First thing first. Machine Learning trading bot? Machine Learning can be used for various things in regards to trading.
- Some claim that Machine Learning has difficulties in Day-trading as it sees the market as noise.
- Stock market clustering with K-Means.
- Also, some claim that Machine Learning can help traders, but not beat them.
Well, good to set our expectations. This tutorial is also experimental and does not claim to make a bullet-proof Machine Learning Trading bot that will make you rich. I strongly advice you not to use it for automated trading.
This tutorial is only intended to test and learn about how a Reinforcement Learning strategy can be used to build a Machine Learning Trading Bot.
Step 1: The idea behind the Reinforcement Learning strategy
I wanted to test how a Reinforcement Learning algorithm would do in the market.
First let us understand what Reinforcement Learning is. Reinforcement learning teaches the machine to think for itself based on past action rewards.

It is like training a dog. You and the dog do not talk the same language, but the dogs learns how to act based on rewards (and punishment, which I do not advise or advocate).
Hence, if a dog is rewarded for a certain action in a given situation, then next time it is exposed to a similar situation it will act the same.
Translate that to Reinforcement Learning.
- The agent is the dog that is exposed to the environment.
- Then the agent encounters a state.
- The agent performs an action to transition from that state to a new state.
- Then after the transition the agent receives a reward or penalty(punishment).
- This forms a policy to create a strategy to choose actions in a given state.

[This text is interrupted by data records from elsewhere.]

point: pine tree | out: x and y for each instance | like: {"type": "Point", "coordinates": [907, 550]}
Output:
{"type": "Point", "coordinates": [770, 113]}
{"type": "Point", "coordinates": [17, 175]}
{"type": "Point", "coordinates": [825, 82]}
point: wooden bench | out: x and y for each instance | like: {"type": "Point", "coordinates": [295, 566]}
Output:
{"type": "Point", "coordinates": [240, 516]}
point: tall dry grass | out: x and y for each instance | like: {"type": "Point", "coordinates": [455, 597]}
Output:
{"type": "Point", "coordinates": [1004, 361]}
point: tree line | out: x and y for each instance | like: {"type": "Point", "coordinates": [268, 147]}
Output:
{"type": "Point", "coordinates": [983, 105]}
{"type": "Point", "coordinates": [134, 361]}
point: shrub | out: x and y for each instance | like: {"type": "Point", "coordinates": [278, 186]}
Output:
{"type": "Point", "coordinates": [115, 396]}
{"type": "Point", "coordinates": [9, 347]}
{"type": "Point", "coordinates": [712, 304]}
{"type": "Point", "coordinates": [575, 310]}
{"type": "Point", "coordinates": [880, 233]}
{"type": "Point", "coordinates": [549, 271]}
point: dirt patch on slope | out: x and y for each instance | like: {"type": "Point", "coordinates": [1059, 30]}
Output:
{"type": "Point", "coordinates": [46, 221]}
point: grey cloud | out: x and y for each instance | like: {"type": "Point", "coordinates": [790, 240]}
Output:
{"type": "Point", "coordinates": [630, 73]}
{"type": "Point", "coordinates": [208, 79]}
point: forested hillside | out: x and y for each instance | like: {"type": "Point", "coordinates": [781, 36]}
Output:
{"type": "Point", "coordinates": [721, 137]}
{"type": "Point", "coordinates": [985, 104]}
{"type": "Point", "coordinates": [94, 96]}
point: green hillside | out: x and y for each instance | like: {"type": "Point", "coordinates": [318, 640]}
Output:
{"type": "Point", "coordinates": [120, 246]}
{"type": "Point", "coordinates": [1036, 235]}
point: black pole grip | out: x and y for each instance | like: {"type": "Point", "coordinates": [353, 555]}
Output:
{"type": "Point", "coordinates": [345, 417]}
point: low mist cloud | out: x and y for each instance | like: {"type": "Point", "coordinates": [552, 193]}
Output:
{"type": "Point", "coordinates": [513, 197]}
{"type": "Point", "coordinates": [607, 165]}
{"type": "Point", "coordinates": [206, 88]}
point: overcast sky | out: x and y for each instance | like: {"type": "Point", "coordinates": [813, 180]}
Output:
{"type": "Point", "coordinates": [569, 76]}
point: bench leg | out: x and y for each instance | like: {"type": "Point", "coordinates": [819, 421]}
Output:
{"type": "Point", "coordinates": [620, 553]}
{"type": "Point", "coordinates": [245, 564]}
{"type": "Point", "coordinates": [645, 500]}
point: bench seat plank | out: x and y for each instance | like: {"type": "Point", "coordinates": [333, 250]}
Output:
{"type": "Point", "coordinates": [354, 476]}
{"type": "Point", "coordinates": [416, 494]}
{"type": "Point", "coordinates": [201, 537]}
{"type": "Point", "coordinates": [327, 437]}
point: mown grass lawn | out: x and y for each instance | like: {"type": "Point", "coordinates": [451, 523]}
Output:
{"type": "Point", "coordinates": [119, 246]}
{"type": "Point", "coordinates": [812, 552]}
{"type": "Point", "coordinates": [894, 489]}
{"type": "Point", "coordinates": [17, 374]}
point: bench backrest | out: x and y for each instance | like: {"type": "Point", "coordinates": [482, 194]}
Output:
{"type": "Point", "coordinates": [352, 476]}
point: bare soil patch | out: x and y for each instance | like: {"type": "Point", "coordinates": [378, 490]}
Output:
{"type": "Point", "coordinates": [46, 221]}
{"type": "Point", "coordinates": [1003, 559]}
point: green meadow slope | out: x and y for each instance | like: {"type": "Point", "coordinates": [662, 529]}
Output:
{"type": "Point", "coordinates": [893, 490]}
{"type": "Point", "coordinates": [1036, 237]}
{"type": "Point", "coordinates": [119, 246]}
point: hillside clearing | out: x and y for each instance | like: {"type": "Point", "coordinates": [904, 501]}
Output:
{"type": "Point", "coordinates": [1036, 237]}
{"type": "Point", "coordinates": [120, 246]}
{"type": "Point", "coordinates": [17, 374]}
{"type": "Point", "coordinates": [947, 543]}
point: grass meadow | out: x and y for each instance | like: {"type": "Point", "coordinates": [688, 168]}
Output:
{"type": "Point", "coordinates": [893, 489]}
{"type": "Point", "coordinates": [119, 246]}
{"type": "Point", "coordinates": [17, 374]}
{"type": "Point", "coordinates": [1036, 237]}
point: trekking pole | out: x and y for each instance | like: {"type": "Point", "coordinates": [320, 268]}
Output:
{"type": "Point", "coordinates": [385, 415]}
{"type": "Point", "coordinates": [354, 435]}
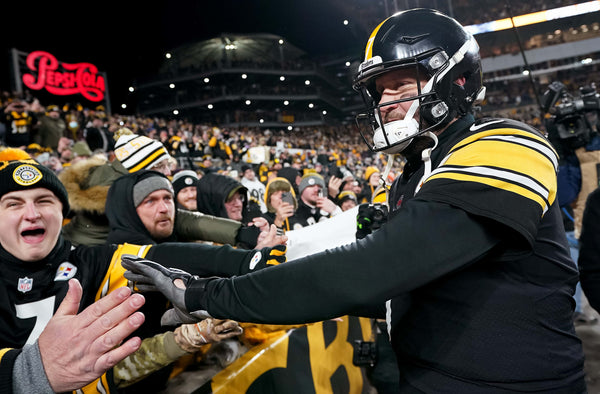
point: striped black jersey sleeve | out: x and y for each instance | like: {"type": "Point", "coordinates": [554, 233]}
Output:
{"type": "Point", "coordinates": [476, 176]}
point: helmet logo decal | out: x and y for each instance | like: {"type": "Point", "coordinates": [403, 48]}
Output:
{"type": "Point", "coordinates": [411, 40]}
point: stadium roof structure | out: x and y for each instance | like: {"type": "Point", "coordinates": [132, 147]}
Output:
{"type": "Point", "coordinates": [257, 48]}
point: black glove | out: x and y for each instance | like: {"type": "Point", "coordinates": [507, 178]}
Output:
{"type": "Point", "coordinates": [268, 256]}
{"type": "Point", "coordinates": [370, 217]}
{"type": "Point", "coordinates": [147, 275]}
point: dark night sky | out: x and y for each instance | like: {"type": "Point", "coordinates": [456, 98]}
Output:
{"type": "Point", "coordinates": [128, 39]}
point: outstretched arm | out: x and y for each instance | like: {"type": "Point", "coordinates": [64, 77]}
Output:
{"type": "Point", "coordinates": [403, 255]}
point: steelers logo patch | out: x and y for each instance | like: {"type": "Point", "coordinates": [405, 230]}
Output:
{"type": "Point", "coordinates": [26, 175]}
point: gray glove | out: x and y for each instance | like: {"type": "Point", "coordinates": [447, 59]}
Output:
{"type": "Point", "coordinates": [146, 275]}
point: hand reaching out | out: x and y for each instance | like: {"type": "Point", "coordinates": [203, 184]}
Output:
{"type": "Point", "coordinates": [78, 348]}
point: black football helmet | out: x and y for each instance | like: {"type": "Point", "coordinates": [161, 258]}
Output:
{"type": "Point", "coordinates": [440, 51]}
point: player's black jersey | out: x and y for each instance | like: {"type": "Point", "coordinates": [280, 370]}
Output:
{"type": "Point", "coordinates": [473, 266]}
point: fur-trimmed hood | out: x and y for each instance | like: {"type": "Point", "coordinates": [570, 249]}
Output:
{"type": "Point", "coordinates": [87, 183]}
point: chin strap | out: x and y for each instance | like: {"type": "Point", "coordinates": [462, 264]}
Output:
{"type": "Point", "coordinates": [426, 157]}
{"type": "Point", "coordinates": [386, 171]}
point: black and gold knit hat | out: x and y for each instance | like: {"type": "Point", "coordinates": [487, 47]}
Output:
{"type": "Point", "coordinates": [18, 171]}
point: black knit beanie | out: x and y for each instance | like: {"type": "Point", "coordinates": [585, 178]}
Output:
{"type": "Point", "coordinates": [29, 174]}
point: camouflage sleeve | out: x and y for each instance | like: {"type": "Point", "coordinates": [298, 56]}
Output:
{"type": "Point", "coordinates": [154, 353]}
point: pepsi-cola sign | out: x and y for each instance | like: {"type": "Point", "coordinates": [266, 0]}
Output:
{"type": "Point", "coordinates": [63, 78]}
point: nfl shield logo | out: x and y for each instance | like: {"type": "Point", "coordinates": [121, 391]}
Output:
{"type": "Point", "coordinates": [25, 284]}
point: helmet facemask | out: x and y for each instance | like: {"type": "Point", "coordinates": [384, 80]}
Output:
{"type": "Point", "coordinates": [426, 113]}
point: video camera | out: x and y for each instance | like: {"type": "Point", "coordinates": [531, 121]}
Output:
{"type": "Point", "coordinates": [573, 120]}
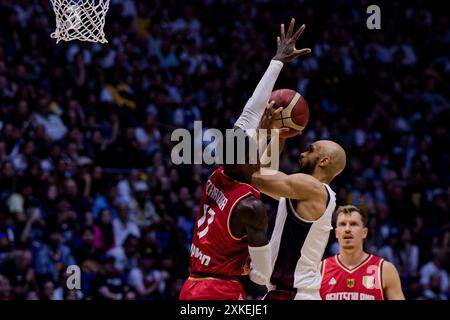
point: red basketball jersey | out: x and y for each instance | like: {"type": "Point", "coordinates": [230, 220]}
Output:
{"type": "Point", "coordinates": [214, 250]}
{"type": "Point", "coordinates": [361, 283]}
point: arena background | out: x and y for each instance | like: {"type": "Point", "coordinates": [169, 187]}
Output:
{"type": "Point", "coordinates": [85, 134]}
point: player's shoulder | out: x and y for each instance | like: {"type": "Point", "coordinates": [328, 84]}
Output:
{"type": "Point", "coordinates": [250, 203]}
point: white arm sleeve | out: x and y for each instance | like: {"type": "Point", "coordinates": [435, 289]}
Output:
{"type": "Point", "coordinates": [255, 106]}
{"type": "Point", "coordinates": [261, 266]}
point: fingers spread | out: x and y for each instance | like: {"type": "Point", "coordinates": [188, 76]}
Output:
{"type": "Point", "coordinates": [291, 28]}
{"type": "Point", "coordinates": [302, 52]}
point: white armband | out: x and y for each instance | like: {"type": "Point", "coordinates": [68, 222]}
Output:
{"type": "Point", "coordinates": [261, 265]}
{"type": "Point", "coordinates": [255, 106]}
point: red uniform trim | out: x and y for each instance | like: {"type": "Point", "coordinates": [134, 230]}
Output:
{"type": "Point", "coordinates": [231, 213]}
{"type": "Point", "coordinates": [340, 264]}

That turns out to fit well with trading, or potentially? That is what I want to investigate.
Step 2: The idea behind how to use Reinforcement Learning in Trading
The environment in trading could be translated to rewards and penalties (punishment). You win or loose on the stock market, right?
But we also want to simplify the environment for the bot, not to make it too complex. Hence, in this experiment, the bot is only knows 1 stock and has to decide to buy, keep or sell.
Said differently.
- The trading bot (agent) is exposed to the stock history (environment).
- Then the trading bot (agent) encounters the new stock price (state).
- The trading bot (agent) then performs a choice to keep, sell or buy (action), which brings it to a new state.
- Then the trading bot (agent) will receives a reward based on the value difference from day to day.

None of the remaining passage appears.